- Film poster for A Band Called Death featuring the group in the 1970s.
- Directed by: Mark Christopher Covino; Jeff Howlett;
- Produced by: Mark Christopher Covino; Jeff Howlett; Jerry Ferrara; Kevin Mann; Matthew Perniciaro; Scott Mosier;
- Starring: Bobby Hackney Sr. Dannis Hackney
- Edited by: Rich Fox
- Music by: Tim Boland
- Distributed by: Drafthouse Films
- Release date: June 16, 2012 (Los Angeles Film Festival);
- Running time: 98 minutes
- Country: United States

= A Band Called Death =

A Band Called Death is a 2012 American documentary film directed by Mark Christopher Covino and Jeff Howlett. The documentary is about the 1970s Detroit rock band Death and their new-found popularity decades after the group recorded their music.

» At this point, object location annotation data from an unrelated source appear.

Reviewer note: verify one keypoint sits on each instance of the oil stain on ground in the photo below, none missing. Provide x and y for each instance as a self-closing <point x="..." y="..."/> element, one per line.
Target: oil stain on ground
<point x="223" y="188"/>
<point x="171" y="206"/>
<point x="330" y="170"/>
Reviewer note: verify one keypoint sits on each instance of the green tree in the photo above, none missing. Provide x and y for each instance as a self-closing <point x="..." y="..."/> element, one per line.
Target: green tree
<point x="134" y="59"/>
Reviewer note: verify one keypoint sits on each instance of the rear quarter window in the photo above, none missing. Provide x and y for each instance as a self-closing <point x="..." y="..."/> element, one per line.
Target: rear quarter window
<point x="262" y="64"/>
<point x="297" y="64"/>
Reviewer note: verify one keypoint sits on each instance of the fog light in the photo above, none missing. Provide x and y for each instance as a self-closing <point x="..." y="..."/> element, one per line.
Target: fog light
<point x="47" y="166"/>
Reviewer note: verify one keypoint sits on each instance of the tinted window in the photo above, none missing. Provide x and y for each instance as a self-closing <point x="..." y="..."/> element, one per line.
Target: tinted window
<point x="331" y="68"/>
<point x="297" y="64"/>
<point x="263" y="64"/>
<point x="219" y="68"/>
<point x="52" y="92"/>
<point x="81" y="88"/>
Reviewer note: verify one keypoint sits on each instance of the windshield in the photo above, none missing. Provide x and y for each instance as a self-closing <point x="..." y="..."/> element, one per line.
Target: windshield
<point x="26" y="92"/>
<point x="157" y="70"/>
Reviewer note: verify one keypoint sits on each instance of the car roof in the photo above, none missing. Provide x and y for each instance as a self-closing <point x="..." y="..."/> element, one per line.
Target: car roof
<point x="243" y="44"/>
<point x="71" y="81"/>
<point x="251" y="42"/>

The film premiered at the Los Angeles Film Festival in 2012 and was well received by film critics.

==Synopsis==
A Band Called Death is the story of three musician brothers, born to a Baptist preacher and his wife in 1950s Detroit. In their teenage years, the three brothers (to five other siblings) emerge first as a budding rock/funk band, heavily influenced by Motown & Parliament, ultimately evolving into pioneers of punk music, Death. Influenced by Alice Cooper and The Who, the group was heavily steered by the guidance and decisions of visionary eldest brother and guitarist, David Hackney. The story follows the brothers' unsuccessful attempts to get radio airplay and a record deal, largely due to David's adamant refusal to change the name from Death. An eventual trek east finds the boys in Burlington, Vermont, living with relatives and reflecting on the failure of David's vision. The film then explores post-Death projects in The 4th Movement, a gospel/rock band with the same line-up. However, after two years of being homesick, David returns to Detroit, leaving Dannis and Bobby to form a lively reggae band called Lambsbread. The film also focuses on the intense brotherly bond between the group members and their personal lives, including David Hackney's battle with alcoholism, his death in 2000, and his family members' reactions to these events. The film follows the re-discovery of the group through record collectors leading to an eventual release of Death's album ...For the Whole World to See by the Drag City record label and the group's eventual reunion and touring with a new guitarist.

==Production==
Director Jeff Howlett met Bobby Hackney Sr. and Dannis Hackney in the 1990s at a local music festival where his band and their band, Lambsbread, were playing. Bobby Hackney Jr. had formed his own band Rough Francis with his brothers to honor his father's band Death. After Howlett saw the show, he was impressed with the music and with Bobby Jr. and his father, and they began working on the documentary. In 2008, Mark Covino met Howlett while working on a video that Howlett was directing. The next year, Howlett approached Covino to work on the film with him, but Covino was initially hesitant about helping Howlett as he was attempting to finish his own documentary feature at the time. He changed his mind after reading an article in The New York Times on the group and hearing the two songs from the "Politicians in my Eyes" 7" single. Covino spent months organizing and scanning photos from members of the groups family from Vermont, Ohio and Detroit. Very little video footage of the group's guitarist David Hackney surfaced during their duo's research.

==Release==
A Band Called Death had its world premiere at the 2012 Los Angeles Film Festival on June 16. It was acquired by Drafthouse Films shortly before screening at South By Southwest in 2013.
The film was released on DVD and Blu-ray Disc on August 13, 2013.

==Reception==
Initial critical response to A Band Called Death was positive. At Metacritic, which assigns a normalized rating out of 100 to reviews from mainstream critics, the film has received an average score of 77, based on 14 reviews.